I tried to pick players who spent at least one season as Mariner starters before leaving town, but the one absolute condition is that these players had to get better with their new teams: They couldn't be established stars who kept doing as well after leaving Seattle or future Hall of Famers who spent a year or two near the end of their careers in Seattle.
So there's no Alex Rodriguez in this lineup, or Rickey Henderson, or Gaylord Perry, or John Olerud (let alone David Arias Ortiz). And Randy Johnson—the one future Hall of Famer—makes the team only because he went from superb in Seattle to all-time great with the Diamondbacks.
Here's my sense of the roster that comes from applying the criteria:
Catcher: Miguel Olivo
The pickings are slim here, but only because Seattle failed to give Jason Varitek a big league tryout before shipping him off to Boston in 1997.
First: Tino Martinez
Tino went from a fine emerging star with the Mariners in 1995 to a minor Yankee legend in the late '90s.
Second: Bret Boone
Boonie version one spent two modest years in Seattle, went on to a solid NL career as Boonie version two, and then launched himself into orbit as Boonie version three at Safeco. Too bad the Mariners didn't get the second phase of his development.
Short: Omar Vizquel
The Mariners don't have A-Rod to excuse themselves for shipping out the best fielding shortstop of the '90s after the 1993 season. They just made a dreadful decision and then had to watch Vizquel provide the defensive anchor for some great Indians teams.
Third: Carlos Guillen
Like Omar, the Mariners should have known what they were losing when Guillen left for Detroit after 2003: He'd just had his best offensive season.
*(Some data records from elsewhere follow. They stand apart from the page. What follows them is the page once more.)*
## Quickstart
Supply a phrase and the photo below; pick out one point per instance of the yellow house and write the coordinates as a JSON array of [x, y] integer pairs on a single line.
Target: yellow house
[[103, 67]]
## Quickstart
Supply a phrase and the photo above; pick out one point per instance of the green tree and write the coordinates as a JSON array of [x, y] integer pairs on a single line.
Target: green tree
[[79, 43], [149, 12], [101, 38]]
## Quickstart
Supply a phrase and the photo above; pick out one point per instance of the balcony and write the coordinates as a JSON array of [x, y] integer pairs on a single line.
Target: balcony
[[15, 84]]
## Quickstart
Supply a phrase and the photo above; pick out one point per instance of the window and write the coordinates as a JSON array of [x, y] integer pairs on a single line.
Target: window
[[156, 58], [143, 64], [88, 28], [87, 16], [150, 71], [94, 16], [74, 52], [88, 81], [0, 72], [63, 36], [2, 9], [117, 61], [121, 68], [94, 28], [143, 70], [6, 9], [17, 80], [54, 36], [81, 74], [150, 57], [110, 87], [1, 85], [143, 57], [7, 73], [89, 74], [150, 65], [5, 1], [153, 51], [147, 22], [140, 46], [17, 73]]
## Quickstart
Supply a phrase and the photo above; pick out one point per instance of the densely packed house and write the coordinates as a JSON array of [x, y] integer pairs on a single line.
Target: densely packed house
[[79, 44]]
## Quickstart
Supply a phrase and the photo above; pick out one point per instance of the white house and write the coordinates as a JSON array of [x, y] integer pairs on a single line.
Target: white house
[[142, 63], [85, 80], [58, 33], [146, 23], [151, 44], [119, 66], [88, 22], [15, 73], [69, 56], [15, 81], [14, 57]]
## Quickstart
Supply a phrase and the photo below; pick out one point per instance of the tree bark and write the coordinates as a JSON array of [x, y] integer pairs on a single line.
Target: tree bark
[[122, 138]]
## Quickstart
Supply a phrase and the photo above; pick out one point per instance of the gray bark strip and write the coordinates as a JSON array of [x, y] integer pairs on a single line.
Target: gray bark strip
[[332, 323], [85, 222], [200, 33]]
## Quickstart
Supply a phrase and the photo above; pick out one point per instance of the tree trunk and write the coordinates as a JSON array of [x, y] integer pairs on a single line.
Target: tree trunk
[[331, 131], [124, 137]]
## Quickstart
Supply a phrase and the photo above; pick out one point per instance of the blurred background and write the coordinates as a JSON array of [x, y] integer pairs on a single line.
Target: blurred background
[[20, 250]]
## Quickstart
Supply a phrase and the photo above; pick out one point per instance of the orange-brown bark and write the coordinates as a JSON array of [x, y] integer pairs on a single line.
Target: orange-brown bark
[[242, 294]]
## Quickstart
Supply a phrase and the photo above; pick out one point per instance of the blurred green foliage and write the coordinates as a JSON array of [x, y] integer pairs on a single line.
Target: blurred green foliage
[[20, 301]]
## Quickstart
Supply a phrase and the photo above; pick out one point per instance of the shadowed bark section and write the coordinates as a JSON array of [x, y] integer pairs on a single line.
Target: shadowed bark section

That didn't stop them from taking Juan Gonzalez (who never reached the majors) and 58 at-bats by Ramon Santiago in '04 and '05 for one of the minor stars of the decade.
Right: Danny Tartabull
The Baby Bull was coming off a powerful 1986 with Seattle when he got traded for two minor Royals and Scott Bankhead, who did have a fine 1988 and 1989; but Tartabull put together a decade worth of good-to-excellent seasons before retiring in 1997.
Center: Dave Henderson
Hendu's one of the memorable baseball players of the late '80s, between his playoff heroics for the Red Sox in '86 and his solid play in Oakland's would-be dynasty. His fine play in Boston and Oakland was enabled by an August '86 trade with the Sox for the nightmare of Rey Quinones and a few others.
Left: Raul Ibanez
Rauuuul repeated Bret Boone's life story by getting rejected early on by the Mariners, emerging as a star with another team, and then coming back for a fine encore showing at Safeco. But while Boone was on his way out of the game when he left town the second time, Ibanez might be just getting a second wind.
DH: Ivan Calderon
Ivan left the Kingdome in July '86, about a month before Henderson, and put up pretty similar stats to Hendu's in the late '80s and early '90s for the White Sox and Expos before fading away in 1993. RIP Ivan, a Puerto Rican who died two days after Christmas 2003 in a shooting.
Starter: Randy Johnson
I'm guessing you know what the Big Unit did for the Mariners and what he's done in the decade-plus since the Mariners made a great deadline day trade with the Astros in 1998.
And now for the rest of the team:
Rotation: Mike Moore, Floyd Bannister, Joel Pineiro, Bill Swift, Gil Meche, Dave Burba, Mike Hampton, Derek Lowe (I'll just stop here).
Bullpen: Jeff Nelson, Ryan Franklin, Mike Jackson, Gene Nelson, Ron Villone, Rick Honeycutt, George Sherrill.
Bench: Scott Podsednik, Adam Jones (he might supplant Hendu in center on this team in a couple years), Shin-Soo Choo, John Mabry (I think I'm missing a couple guys here: Willie Bloomquist? Luis Sojo? Some older Mariners?).